A Paraíba já registrou 833 mortes por infarto agudo do miocárdio entre os meses de janeiro e maio deste ano, em média mais de 160 por mês, segundo dados do Sistema de Informação Sobre Mortalidade (SIM). Os dados reforçam a necessidade de cuidados com a saúde do coração, revelam especialistas.

O cardiologista José Pedrosa é categórico: o infarto está cada vez mais comum na sociedade e a perspectiva é que continue atingindo cada vez mais pessoas. “As estimativas apontam que até o ano de 2025 será a doença que mais matará em todo mundo.

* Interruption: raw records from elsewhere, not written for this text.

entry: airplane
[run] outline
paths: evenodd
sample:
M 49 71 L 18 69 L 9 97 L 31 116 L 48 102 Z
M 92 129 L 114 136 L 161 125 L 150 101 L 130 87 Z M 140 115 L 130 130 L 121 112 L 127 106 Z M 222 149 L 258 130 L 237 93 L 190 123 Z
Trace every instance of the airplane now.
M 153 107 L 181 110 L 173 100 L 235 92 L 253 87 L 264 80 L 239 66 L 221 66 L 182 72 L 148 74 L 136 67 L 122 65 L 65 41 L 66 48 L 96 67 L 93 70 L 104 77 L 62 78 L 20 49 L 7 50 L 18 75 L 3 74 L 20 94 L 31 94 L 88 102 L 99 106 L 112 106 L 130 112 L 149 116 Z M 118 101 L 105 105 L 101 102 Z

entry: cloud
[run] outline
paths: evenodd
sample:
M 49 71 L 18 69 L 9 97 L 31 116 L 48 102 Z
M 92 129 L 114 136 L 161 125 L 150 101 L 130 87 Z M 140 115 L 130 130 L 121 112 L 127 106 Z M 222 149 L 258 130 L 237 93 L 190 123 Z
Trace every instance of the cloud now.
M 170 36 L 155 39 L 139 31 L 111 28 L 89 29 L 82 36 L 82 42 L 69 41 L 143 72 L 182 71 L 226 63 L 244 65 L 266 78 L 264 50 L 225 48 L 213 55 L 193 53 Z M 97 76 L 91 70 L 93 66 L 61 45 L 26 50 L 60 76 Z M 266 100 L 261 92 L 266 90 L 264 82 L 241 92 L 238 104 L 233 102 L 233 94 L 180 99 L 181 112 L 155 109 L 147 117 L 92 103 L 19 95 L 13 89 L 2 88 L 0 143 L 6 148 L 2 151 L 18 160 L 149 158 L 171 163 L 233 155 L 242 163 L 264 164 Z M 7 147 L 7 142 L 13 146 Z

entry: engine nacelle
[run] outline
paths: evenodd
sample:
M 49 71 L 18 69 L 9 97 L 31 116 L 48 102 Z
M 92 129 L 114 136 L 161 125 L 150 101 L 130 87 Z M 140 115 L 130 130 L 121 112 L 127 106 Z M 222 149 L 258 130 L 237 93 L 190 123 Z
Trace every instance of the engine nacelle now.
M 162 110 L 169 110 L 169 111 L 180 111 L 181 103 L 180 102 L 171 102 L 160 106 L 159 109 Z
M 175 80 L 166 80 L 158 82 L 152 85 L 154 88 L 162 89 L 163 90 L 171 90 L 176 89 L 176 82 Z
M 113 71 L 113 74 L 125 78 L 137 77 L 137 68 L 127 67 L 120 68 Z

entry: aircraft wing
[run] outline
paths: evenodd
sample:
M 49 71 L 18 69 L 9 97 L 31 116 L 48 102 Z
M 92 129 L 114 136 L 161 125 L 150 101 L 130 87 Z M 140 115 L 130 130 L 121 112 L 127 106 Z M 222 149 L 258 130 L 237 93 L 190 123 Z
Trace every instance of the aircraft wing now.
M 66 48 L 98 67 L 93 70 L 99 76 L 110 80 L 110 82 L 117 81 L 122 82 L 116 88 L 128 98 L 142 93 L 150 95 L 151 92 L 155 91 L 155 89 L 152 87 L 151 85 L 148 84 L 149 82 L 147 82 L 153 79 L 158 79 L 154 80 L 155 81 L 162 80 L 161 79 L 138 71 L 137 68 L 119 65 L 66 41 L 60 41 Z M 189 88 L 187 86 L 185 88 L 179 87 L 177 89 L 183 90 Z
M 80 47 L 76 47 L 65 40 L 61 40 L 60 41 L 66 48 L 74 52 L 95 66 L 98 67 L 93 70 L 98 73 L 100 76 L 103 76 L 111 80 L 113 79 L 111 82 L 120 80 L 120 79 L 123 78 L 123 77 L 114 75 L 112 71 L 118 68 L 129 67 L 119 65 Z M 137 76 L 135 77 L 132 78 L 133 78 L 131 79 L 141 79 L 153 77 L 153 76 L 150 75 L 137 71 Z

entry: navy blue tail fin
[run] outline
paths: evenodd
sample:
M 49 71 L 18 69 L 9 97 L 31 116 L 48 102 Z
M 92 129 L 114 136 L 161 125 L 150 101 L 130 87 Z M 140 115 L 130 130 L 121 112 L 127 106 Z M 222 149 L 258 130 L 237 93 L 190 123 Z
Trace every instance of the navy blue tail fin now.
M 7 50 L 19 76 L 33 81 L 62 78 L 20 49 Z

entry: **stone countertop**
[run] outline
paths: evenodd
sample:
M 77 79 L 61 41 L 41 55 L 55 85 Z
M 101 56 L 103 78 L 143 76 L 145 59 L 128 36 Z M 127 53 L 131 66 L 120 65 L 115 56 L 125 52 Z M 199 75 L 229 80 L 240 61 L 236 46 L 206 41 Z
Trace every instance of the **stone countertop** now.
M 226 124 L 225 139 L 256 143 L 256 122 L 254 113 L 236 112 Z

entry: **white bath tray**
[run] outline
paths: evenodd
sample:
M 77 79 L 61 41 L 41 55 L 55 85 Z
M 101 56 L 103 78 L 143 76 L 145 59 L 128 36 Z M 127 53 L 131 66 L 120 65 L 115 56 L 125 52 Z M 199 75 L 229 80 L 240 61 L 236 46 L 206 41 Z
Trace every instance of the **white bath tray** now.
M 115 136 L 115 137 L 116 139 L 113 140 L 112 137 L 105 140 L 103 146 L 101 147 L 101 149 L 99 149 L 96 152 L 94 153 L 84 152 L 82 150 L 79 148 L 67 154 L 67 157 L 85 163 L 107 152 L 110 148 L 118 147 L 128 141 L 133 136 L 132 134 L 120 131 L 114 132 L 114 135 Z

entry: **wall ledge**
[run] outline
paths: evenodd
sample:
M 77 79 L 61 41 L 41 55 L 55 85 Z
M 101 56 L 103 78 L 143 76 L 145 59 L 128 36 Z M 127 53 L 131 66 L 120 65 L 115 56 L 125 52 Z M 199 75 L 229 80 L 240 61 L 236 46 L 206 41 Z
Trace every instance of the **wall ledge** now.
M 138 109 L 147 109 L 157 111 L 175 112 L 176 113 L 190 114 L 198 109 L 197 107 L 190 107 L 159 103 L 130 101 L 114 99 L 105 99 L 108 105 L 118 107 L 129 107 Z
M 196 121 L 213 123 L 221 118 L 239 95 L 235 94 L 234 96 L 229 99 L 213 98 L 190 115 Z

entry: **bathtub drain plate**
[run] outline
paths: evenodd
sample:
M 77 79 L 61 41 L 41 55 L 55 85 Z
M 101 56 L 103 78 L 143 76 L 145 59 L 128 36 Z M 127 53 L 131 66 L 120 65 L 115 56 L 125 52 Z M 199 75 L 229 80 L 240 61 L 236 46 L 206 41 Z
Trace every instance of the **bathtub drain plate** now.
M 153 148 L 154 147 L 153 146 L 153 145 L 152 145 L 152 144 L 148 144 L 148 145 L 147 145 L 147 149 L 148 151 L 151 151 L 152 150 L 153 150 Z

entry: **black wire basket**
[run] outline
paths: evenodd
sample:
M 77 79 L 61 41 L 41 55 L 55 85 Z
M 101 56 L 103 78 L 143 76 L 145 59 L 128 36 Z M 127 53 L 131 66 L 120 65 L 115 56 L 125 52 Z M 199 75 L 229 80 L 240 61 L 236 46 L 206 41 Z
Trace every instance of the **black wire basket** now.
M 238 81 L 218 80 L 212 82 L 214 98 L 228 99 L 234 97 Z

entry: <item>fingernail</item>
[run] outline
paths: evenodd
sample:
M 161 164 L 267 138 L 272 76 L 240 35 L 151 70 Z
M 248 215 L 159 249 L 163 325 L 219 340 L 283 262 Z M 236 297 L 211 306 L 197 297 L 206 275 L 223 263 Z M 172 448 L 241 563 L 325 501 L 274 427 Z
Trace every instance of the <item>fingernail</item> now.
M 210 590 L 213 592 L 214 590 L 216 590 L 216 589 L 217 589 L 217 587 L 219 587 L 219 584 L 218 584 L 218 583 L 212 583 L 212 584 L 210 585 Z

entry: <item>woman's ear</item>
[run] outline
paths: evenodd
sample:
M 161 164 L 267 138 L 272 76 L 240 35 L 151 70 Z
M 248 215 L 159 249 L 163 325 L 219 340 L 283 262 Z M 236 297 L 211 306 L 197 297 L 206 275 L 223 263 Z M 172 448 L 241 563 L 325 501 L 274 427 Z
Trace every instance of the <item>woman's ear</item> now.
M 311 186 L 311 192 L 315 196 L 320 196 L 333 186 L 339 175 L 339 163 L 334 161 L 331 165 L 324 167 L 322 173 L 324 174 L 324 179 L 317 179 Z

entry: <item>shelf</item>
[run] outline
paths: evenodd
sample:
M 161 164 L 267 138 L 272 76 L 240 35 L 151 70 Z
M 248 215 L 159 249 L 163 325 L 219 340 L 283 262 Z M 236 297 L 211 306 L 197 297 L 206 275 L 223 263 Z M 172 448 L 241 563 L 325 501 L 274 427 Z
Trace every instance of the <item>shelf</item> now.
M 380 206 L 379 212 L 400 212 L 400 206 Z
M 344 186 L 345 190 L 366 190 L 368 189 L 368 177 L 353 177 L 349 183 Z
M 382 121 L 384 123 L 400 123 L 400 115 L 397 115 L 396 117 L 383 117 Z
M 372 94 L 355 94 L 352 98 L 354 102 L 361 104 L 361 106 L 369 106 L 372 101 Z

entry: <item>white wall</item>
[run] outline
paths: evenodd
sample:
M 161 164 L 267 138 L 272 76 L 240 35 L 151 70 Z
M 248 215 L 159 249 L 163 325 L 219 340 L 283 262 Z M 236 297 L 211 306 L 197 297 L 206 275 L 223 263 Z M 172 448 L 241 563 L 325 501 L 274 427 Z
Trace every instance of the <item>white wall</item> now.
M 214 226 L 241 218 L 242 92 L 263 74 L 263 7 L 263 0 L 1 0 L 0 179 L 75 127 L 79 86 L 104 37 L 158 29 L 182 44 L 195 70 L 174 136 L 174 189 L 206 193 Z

A obesidade é um problema mundial, isso tem aumentado o colesterol e triglicerídeos, que contribuem para a doença”, disse.

Obesidade, hábitos irregulares e condições hereditárias são alguns dos fatores que contribuem para o aparecimento do infarto, entretanto outros grupos de risco devem ficar atentos, explica o cardiologista. “Existem os fatores hereditários, então pessoas com casos na família devem ficar atentas. Pessoas hipertensas, doentes renais, fumantes e diabéticos também devem ficar atentos pois estão dentro dos fatores de risco”, explicou o cardiologista.

Os sintomas são vários: dor e sensação de pressão no peito, que podem migrar para braço e mandíbula, cansaço e suores intensos associados também podem indicar algum problema. Hábitos saudáveis devem ser adotados para que os riscos da doença diminuam. “É necessário adotar uma dieta balanceada e praticar exercícios físicos, assim você controla os fatores de risco que podem desenvolver a doença”, disse João Pedrosa.